Big Data analytics are used also in other fields than the ones discussed in this section. For example, in [55], Alani et al. collected 10 papers that describe the experiences of Big Data analytics in different application areas (e.g., in education, healthcare and environmental contexts).

We analyzed the keywords used in the papers referenced in this section and saw some interesting patterns. Aside from the expected keywords related to Big Data and the specific application areas discussed, the most common keyword was machine learning. Machine learning (or some variation of that, including deep learning) was used as a keyword in almost one third of the papers referenced in this section. Another interesting observation was that the word smart was used in a number of contexts, including not only smart cities but also smart contracts, smart manufacturing, smart environments, smart grids, smart transport, smart healthcare, smart communities and smart farming. It seems that the word smart is used to indicate that one has been able to create value through Big Data analysis and that different forms of machine learning are the most important ways of extracting such value from large datasets.

4. Enabling Technologies for Big Data

As discussed previously, handling the large amounts of data that all application areas of Big Data require is a challenge. As a result of this, considerable research has been directed toward high-performance computing and supercomputing techniques for Big Data [56]. In [57], Mirtaheri and Grandinetti discussed the importance of optimized load balancing in high-performance computing for Big Data analytics. The importance of load balancing and optimization for Big Data application was also identified by Kumar and Kumar Jha [58].

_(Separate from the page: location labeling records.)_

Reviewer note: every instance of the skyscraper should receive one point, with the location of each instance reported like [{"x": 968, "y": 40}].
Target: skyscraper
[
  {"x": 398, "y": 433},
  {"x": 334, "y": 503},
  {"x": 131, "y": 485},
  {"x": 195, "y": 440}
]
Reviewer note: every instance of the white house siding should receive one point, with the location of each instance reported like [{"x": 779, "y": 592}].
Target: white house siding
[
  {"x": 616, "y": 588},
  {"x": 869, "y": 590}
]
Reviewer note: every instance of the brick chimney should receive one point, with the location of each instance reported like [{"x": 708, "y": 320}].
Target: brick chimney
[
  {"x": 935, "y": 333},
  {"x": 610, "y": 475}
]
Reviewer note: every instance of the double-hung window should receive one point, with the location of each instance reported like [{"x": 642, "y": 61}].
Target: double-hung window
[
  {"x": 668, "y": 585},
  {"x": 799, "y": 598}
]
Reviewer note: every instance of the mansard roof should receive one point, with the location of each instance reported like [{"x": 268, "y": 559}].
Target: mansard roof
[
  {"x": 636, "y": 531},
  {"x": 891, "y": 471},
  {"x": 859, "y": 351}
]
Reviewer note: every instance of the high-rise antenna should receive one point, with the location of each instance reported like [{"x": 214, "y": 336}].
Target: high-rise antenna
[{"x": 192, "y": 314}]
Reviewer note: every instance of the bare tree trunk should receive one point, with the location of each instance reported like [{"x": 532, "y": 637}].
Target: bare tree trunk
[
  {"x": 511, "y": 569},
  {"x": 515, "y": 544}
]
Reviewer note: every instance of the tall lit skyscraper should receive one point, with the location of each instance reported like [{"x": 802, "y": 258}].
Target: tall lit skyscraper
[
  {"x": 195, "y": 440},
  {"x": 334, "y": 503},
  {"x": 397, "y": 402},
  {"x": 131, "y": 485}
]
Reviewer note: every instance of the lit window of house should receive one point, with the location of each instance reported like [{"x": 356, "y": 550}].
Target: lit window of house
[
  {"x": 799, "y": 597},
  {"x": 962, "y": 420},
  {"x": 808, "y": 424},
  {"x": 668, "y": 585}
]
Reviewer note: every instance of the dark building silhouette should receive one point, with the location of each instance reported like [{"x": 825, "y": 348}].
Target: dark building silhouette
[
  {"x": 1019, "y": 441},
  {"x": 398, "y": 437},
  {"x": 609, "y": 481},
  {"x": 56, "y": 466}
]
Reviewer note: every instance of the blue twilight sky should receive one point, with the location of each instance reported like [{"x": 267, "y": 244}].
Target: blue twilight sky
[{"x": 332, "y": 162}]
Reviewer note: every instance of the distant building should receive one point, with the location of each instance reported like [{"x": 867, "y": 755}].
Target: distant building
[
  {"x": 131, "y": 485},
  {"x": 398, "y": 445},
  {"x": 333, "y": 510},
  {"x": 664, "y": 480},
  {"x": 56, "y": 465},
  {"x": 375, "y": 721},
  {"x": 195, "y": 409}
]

One way to improve the performance of applications using Big Data is to use GPUs or other forms of parallel and distributed processing. In [59], Chen et al. presented an architecture that enables Apache Flink (https://flink.apache.org/, accessed on 5 August 2022) to benefit from the massive parallel processing capacity of modern GPUs. In [60], Jurczuk et al. presented another system that uses GPUs for accelerating the performance of Big Data applications. Ahmad et al. suggested a system that improves the parallel processing performance of Big Data applications using Apache Hadoop MapReduce [61]. In [62], Dolev et al. presented a survey of geographically distributed Big Data processing using MapReduce and Apache Spark (https://spark.apache.org/, accessed on 5 August 2022). In [63], Wang et al. proposed an optimization algorithm that improves the computational performance when analyzing Earth system models on multi-core clusters. Such models use massive amounts of data and are used for weather forecasting. In [64], Chen at al. discussed how massive parallel processing can be used for providing high performance in applications that process Big Data for describing brain activities and functions (e.g., EEG data). Finally, Zhang et al. conducted a survey of parallel processing systems for Big Data [65].

When we discussed the telecommunication domain, we showed that efficient storage systems and database systems for Big Data are very important. In [66], Xu et al. defined a scheme for optimizing performance by placing data with high I/O cost in fast SSD storage. In [67], Lee et al. improved the locality of network and storage I/O operations on many-core systems running Big Data applications using Apache Hadoop MapReduce. In [68], Lu et al. discussed the importance of proper parameter settings in high-performance database systems for Big Data. In [69], Zhang et al. defined a new benchmark and a new set of tools for benchmarking database systems for Big Data applications. In [70], Bauer et al. described the implementation of a data lake, where a company can store their raw data in such a way that it could be governed by one set of policies but processed by multiple teams using different tools.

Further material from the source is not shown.